The Walking Dead also has a Hyundai that stays spotlessly clean even after the end of the world. 

We just laugh at them now.


----------



## alchemist (Sep 5, 2013)

Dave said:


> However, I have been watching the reboot of _Hawaii Five O_, which I think is an excellent series, if it would just stop advertising _Microsoft_. I mean how much can they possibly be paying them to be worth ruining such a good programme?



Ha! I said the same thing to alchemissus last week. They used Windows Live (or something similar) to videoconference out in the jungle (fantastic signal, btw) and they lingered so long on the icon that it was blatantly obvious. Probably the most blatant I've ever seen.


----------



## Dr Zoidberg (Sep 5, 2013)

The absolute worst was a line in 24 "the Cisco network is self defending" when the terrorists were up to shenanegans.


----------



## Ursa major (Sep 5, 2013)

In the olden days, they used to mention, in the end credits of US shows, "Cars supplied by" and then Ford or GM, whatever.
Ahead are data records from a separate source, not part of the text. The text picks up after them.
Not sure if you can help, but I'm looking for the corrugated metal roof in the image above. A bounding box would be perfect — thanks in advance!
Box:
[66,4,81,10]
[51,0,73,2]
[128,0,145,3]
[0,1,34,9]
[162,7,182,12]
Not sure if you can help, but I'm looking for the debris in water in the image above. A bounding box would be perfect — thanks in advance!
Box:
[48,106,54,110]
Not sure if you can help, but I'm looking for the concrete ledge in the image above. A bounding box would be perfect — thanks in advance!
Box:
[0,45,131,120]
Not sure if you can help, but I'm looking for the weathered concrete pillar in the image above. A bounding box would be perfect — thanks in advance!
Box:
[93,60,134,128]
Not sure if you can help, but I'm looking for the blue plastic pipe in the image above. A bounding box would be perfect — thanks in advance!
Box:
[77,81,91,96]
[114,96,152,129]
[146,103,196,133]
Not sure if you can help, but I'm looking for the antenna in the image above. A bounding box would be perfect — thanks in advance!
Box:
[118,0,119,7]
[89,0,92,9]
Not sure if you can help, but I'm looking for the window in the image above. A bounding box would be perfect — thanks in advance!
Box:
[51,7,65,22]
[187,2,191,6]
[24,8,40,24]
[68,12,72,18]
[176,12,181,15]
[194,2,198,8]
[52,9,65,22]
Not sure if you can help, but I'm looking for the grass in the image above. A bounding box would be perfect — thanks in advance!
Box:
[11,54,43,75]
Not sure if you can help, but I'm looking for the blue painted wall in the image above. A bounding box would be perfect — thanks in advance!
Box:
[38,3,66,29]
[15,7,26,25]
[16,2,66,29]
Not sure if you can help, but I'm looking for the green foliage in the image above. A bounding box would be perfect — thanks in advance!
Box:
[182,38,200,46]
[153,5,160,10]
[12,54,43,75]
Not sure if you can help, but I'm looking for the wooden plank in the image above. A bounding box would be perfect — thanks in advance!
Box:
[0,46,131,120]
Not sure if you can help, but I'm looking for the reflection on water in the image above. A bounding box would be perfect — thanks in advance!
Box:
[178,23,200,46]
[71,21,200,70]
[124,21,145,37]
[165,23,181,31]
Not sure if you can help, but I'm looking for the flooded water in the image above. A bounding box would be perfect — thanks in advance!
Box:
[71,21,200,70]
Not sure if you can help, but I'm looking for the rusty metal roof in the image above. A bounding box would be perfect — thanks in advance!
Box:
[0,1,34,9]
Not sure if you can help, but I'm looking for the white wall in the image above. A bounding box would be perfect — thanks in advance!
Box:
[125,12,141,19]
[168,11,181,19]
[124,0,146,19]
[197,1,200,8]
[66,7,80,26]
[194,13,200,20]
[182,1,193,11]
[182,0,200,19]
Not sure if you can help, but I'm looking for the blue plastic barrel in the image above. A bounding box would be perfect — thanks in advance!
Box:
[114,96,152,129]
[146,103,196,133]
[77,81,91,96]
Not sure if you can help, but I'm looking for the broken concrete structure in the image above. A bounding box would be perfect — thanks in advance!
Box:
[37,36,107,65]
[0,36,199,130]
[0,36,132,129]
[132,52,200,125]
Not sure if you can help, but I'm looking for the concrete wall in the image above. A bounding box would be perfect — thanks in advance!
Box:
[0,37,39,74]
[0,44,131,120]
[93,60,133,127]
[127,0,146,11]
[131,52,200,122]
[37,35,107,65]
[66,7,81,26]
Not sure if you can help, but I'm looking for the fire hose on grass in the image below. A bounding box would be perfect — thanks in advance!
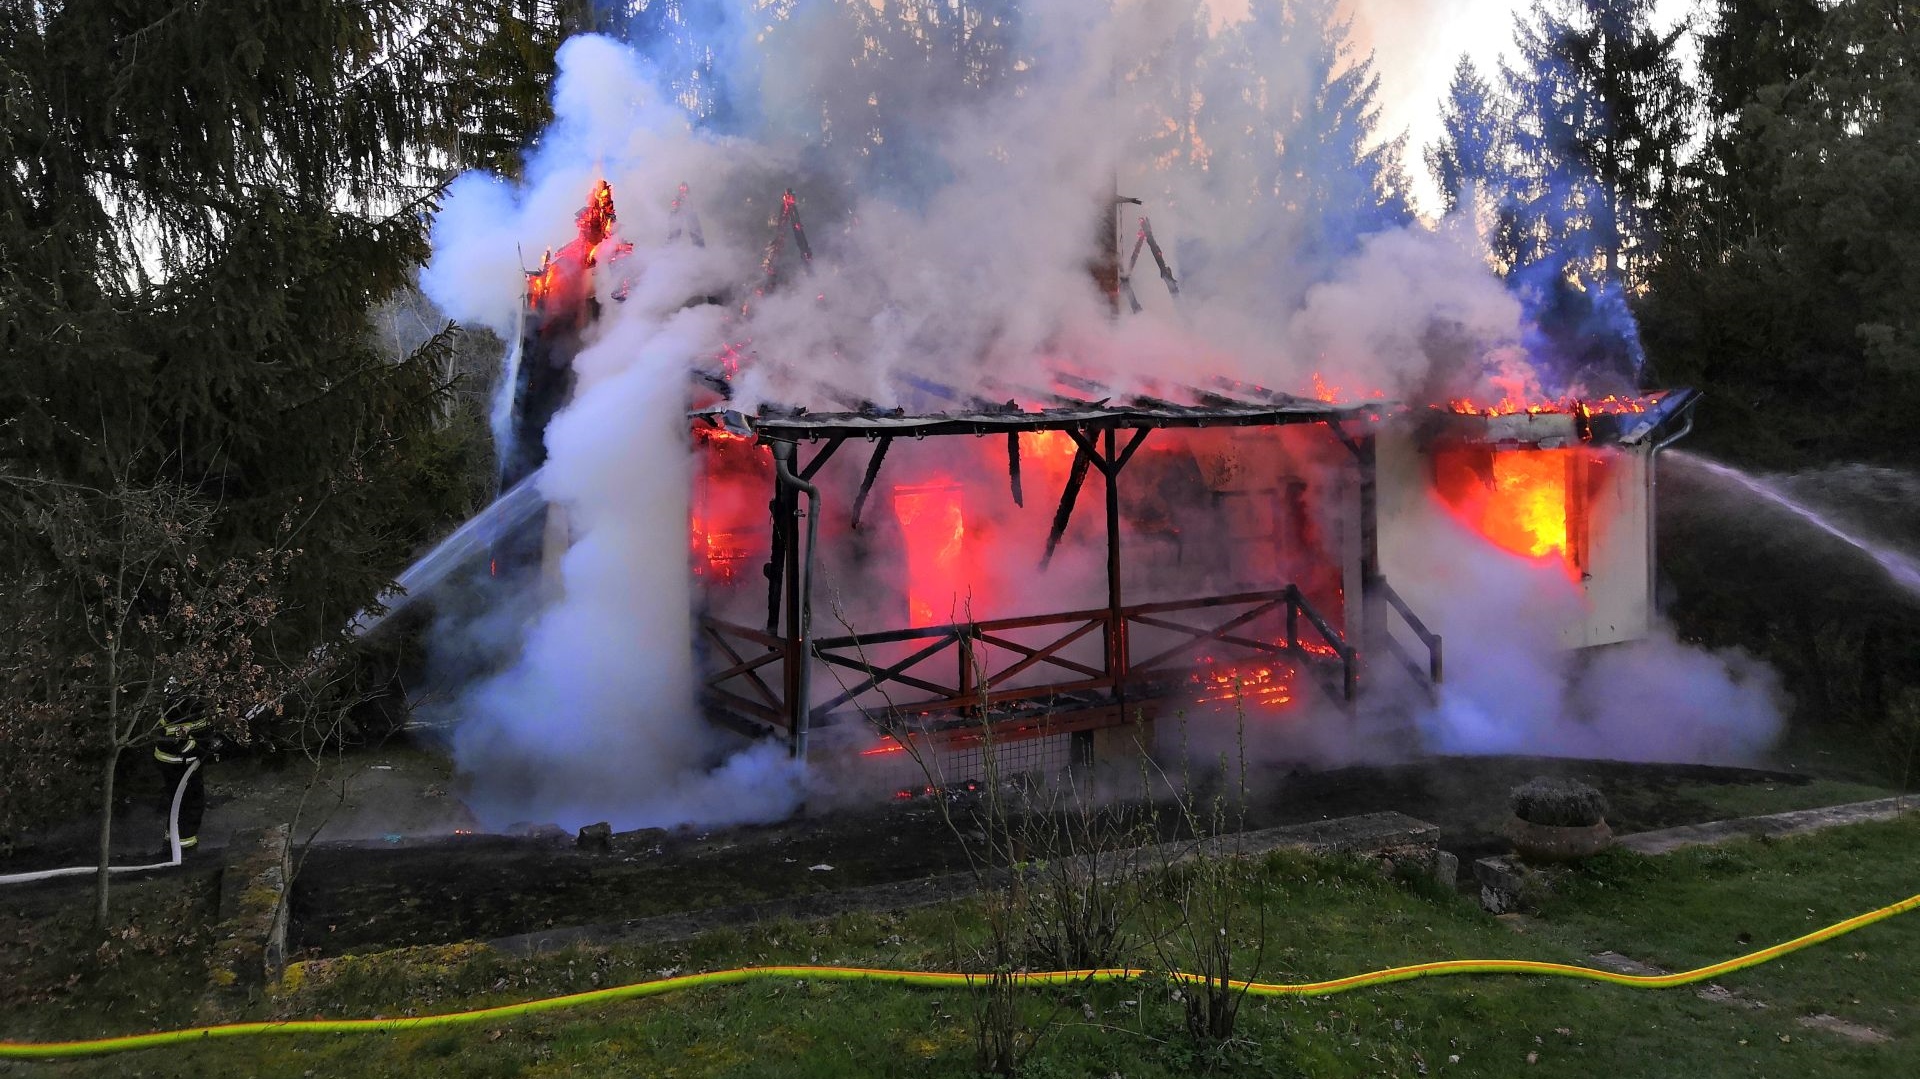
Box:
[0,760,202,887]
[3,886,1915,1060]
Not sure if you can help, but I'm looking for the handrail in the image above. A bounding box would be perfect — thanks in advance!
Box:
[811,605,1111,651]
[704,586,1364,730]
[1374,577,1443,686]
[699,617,793,726]
[1286,585,1356,701]
[810,611,1118,719]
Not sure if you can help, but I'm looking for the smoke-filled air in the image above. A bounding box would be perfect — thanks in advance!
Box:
[416,0,1782,832]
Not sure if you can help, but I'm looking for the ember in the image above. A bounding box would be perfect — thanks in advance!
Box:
[690,517,752,582]
[1192,662,1295,709]
[1444,394,1651,417]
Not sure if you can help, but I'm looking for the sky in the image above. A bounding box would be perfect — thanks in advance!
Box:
[1339,0,1701,216]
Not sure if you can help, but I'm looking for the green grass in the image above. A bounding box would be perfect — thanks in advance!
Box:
[1605,775,1904,825]
[1770,720,1920,791]
[5,818,1918,1078]
[1614,777,1901,828]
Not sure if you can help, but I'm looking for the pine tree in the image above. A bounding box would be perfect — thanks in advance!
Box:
[1642,0,1919,467]
[1276,0,1413,263]
[1639,0,1920,765]
[1688,0,1826,247]
[1496,0,1694,388]
[1172,0,1409,295]
[442,1,698,175]
[441,2,574,177]
[751,0,1022,201]
[1502,0,1694,285]
[1425,55,1505,217]
[1,2,482,713]
[1123,0,1210,179]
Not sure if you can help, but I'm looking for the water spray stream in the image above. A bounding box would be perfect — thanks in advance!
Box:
[490,298,528,466]
[1670,450,1920,601]
[348,467,549,638]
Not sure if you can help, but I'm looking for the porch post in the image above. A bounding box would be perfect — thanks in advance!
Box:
[782,478,804,748]
[1104,427,1126,692]
[1356,429,1382,703]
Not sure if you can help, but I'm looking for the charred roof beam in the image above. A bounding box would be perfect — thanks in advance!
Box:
[849,437,893,529]
[1119,215,1179,314]
[1041,426,1149,568]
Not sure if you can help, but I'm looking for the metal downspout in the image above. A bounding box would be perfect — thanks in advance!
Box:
[771,442,820,759]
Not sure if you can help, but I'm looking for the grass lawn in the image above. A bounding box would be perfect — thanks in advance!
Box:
[1634,776,1899,824]
[3,815,1916,1078]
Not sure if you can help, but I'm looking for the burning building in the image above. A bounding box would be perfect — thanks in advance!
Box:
[497,182,1701,768]
[1397,395,1698,649]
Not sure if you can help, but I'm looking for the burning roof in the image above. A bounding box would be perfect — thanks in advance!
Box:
[691,380,1696,450]
[692,394,1377,442]
[504,179,1691,452]
[1427,389,1699,449]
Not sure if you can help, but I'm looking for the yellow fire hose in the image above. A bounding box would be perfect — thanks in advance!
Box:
[4,889,1915,1060]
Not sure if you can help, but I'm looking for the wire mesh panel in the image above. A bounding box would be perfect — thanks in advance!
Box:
[926,729,1076,787]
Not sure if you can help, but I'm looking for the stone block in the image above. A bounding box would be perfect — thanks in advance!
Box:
[207,824,291,1000]
[1474,854,1524,914]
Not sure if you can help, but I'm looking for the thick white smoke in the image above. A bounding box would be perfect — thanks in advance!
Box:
[422,37,817,830]
[418,3,1785,830]
[1385,493,1784,765]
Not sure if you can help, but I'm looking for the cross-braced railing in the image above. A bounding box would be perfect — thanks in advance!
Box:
[700,619,793,730]
[699,584,1357,742]
[1123,585,1355,701]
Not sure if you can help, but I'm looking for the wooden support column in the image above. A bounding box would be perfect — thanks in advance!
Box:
[1084,426,1124,767]
[785,438,842,749]
[764,477,789,636]
[1041,448,1093,568]
[1104,427,1126,693]
[780,485,803,744]
[1355,428,1382,705]
[1064,425,1147,700]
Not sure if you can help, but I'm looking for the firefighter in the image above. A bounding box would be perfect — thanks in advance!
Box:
[152,697,210,852]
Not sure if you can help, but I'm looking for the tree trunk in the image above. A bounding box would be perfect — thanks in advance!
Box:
[94,742,121,930]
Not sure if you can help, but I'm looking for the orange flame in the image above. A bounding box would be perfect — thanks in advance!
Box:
[693,424,757,447]
[1305,372,1385,404]
[581,179,618,250]
[1488,452,1569,559]
[1445,394,1649,417]
[1019,430,1081,490]
[526,179,633,317]
[690,421,769,583]
[893,482,967,627]
[1434,449,1574,573]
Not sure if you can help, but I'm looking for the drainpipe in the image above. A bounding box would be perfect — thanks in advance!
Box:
[770,441,820,759]
[1646,398,1699,620]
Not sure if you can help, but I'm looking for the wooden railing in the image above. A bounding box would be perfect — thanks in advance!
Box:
[1375,577,1443,696]
[700,619,792,729]
[700,584,1357,737]
[808,607,1116,721]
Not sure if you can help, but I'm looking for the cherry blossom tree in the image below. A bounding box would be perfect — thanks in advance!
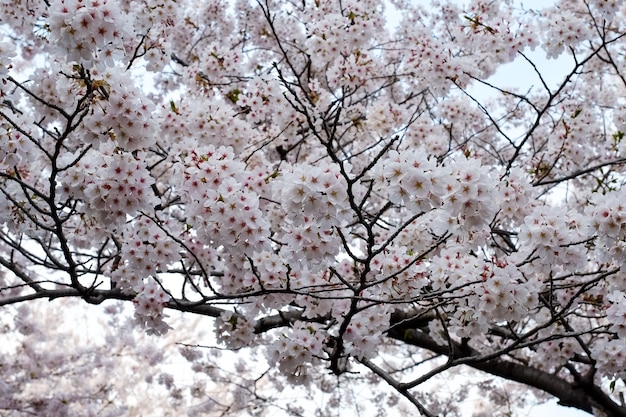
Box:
[1,0,626,415]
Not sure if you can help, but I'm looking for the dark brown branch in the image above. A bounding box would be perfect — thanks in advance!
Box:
[387,326,625,416]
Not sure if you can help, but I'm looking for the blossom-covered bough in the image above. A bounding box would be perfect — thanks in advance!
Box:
[2,0,626,415]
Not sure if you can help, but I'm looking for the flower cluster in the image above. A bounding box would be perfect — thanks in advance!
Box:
[391,215,440,257]
[403,35,465,92]
[496,168,537,225]
[24,68,76,123]
[1,0,48,37]
[130,0,178,34]
[587,0,622,20]
[377,149,442,213]
[305,0,383,61]
[274,162,350,270]
[132,277,171,330]
[377,150,497,236]
[177,145,271,256]
[586,192,626,242]
[277,161,352,225]
[0,35,15,78]
[517,205,588,270]
[238,78,302,134]
[182,236,223,279]
[404,114,450,156]
[369,246,429,301]
[266,322,326,384]
[534,338,580,372]
[292,267,351,319]
[128,0,180,70]
[364,98,406,138]
[429,247,474,292]
[278,221,341,272]
[47,0,129,68]
[605,292,626,339]
[108,253,172,334]
[438,97,489,140]
[591,338,626,380]
[539,8,594,59]
[103,217,177,334]
[7,0,626,411]
[215,310,256,349]
[554,103,610,173]
[470,262,537,331]
[248,250,288,291]
[460,3,538,64]
[430,250,539,338]
[111,216,180,292]
[208,249,295,298]
[159,99,253,155]
[327,51,379,90]
[341,305,391,359]
[58,145,159,226]
[438,157,497,235]
[197,42,242,86]
[83,74,157,151]
[0,119,32,169]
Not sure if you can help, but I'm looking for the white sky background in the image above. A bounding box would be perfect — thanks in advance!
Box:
[383,0,590,416]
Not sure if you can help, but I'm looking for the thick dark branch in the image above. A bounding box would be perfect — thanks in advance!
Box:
[253,310,297,333]
[0,287,226,319]
[387,326,625,417]
[0,287,130,307]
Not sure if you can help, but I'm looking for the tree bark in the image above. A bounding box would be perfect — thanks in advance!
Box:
[387,324,625,417]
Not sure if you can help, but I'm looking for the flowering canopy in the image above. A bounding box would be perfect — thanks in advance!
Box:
[2,0,626,415]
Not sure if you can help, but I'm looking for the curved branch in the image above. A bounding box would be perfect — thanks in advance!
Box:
[387,326,625,416]
[359,358,437,417]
But as I could never tell one US-made car from another (the cars never seemed to resemble those manufacturers' product here in the UK), it never bothered me.

Now that all brands are world-wide, it can be distracting if too many products from one brand appear in a short period.


----------



## Dave (Sep 6, 2013)

I don't have a problem with "cars supplied by...." or "Miss Ellies clothes supplied by..." Alchemist said it better that I did...


alchemist said:


> ...they lingered so long on the icon that it was blatantly obvious. Probably the most blatant I've ever seen.



I've got a PC but I hardly ever see the Windows icon at all. 

Come to think of it though, there is a Chevrolet theme running through the series too. On the other hand, men talk about cars all the time - _Top Gear_ is one of the BBC's highest rated programmes. On the other hand, search engines and operating systems do not usually figure in everyday conversations.


----------



## JoanDrake (Sep 7, 2013)

OTOH I find it a silly shattering of the fourth wall when someone uses a Microcomp or drinks a Cok.

I do, though, find it a little strange that the inside of many police stations apparently now look like sepia colored combinations of NASA's control center and the set of a new Star Trek movie. When did cops start working off of immaculate Lexan desks and do they really have utterly paperless offices already?


----------



## Pyan (Sep 7, 2013)

Does this explain why Tony Stark drives an Audi in the films, when he could easily afford a much better car?...


----------



## Dr Zoidberg (Sep 7, 2013)

pyan said:


> Does this explain why Tony Stark drives an Audi in the films, when he could easily afford a much better car?...



Absolutely. Audi have a history of dropping off shiny new cars stuffed full of cash at the door of the film studios.


----------



## jastius (Sep 7, 2013)

places audi on computer screen.. waits near door for cash...


----------



## Dr Zoidberg (Sep 7, 2013)

jastius said:


> places audi on computer screen.. waits near door for cash...



It's got to be worth a go, though I've ad some brochures on my desk for a while and that hasn't worked.


----------